Forget

Will I forget
Since time has past?
Will I forget
Because I should?

Would your name fade
Into the past?
Would I forget you
If I could?

If I forgot
Would it be the same?
Would every song
or book, or film
Remind me of your name?

And would I write
Of something new?
And could I care,
If it weren’t you?

Would there be something
Left of me
If I tossed your memory
Into the sea?

For there are a thousands reasons why
I shouldn’t believe in you.
So, why do I find a thousand more
To prove why I still do?

The Observer

From a hospital window:

I watched a handful of people walk out into the parking lot. From their somber exchange of glances to the way one put an arm around another I could see they had just lost someone. At least one of them wiped tears off his face, another stood with her head down making a phone call. Their expressions were resigned as if they had expected it to come.
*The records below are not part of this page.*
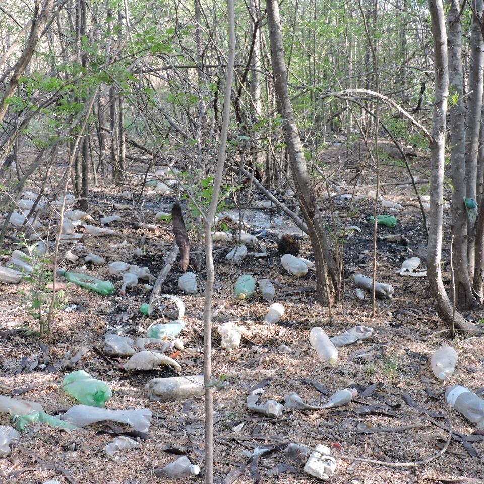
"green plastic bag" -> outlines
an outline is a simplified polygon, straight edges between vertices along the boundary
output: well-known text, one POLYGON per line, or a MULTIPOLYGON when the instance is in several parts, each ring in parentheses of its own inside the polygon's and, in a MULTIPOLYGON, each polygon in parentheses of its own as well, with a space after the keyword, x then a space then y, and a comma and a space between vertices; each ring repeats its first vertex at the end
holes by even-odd
MULTIPOLYGON (((367 220, 370 223, 373 223, 375 218, 369 217, 367 220)), ((377 224, 386 225, 389 228, 393 228, 397 226, 397 219, 393 215, 377 215, 377 224)))
POLYGON ((11 419, 15 424, 15 428, 19 432, 25 431, 25 427, 29 424, 48 424, 53 427, 60 427, 74 430, 79 429, 77 426, 69 422, 65 422, 43 412, 33 412, 27 415, 14 415, 11 419))
POLYGON ((104 382, 91 377, 83 370, 66 375, 62 381, 66 393, 84 405, 103 407, 112 396, 111 389, 104 382))
POLYGON ((241 300, 250 299, 256 290, 256 281, 252 276, 246 274, 240 276, 235 281, 233 292, 241 300))

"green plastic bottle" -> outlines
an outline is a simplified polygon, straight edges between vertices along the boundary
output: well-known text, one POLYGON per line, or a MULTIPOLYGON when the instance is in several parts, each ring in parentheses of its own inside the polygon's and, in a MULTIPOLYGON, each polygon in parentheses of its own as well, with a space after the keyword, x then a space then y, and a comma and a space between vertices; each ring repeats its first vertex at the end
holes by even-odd
POLYGON ((66 375, 62 387, 78 401, 91 407, 103 407, 104 402, 112 396, 111 389, 104 382, 91 377, 83 370, 66 375))
POLYGON ((89 289, 102 296, 110 296, 114 292, 114 286, 108 281, 101 281, 90 276, 77 272, 68 272, 65 270, 59 270, 57 273, 76 286, 89 289))

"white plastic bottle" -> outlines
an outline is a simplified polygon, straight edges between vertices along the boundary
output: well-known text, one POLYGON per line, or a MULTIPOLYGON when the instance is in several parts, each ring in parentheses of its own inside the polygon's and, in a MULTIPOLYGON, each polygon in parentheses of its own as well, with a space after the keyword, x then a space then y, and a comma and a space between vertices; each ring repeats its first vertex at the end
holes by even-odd
POLYGON ((319 359, 324 363, 334 365, 338 361, 339 355, 338 350, 322 328, 316 326, 311 330, 309 342, 319 359))
POLYGON ((447 345, 441 346, 434 353, 430 360, 434 374, 442 380, 451 377, 455 371, 457 358, 457 353, 453 348, 447 345))
POLYGON ((461 385, 454 385, 447 389, 445 401, 477 427, 484 427, 484 400, 473 392, 461 385))
POLYGON ((177 459, 162 469, 155 469, 154 471, 157 477, 169 477, 171 479, 183 479, 198 475, 200 473, 200 468, 196 464, 192 464, 186 456, 177 459))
And slowly they parted after the reassurance of a nod, handshake or hug.

All that I know is that someone has died, someone was loved and those left behind love each other.

Hospital

She ran her fingers through her hair as she gazed at the ceiling, contemplating her life in the pattern of ceiling tiles, air vents, lights and smoke detectors.

Hospitals are like airports. Full of goodbyes, of family and of friends, of strangers and heartfelt moments. Joy and tears. People who are considering the meaning of life.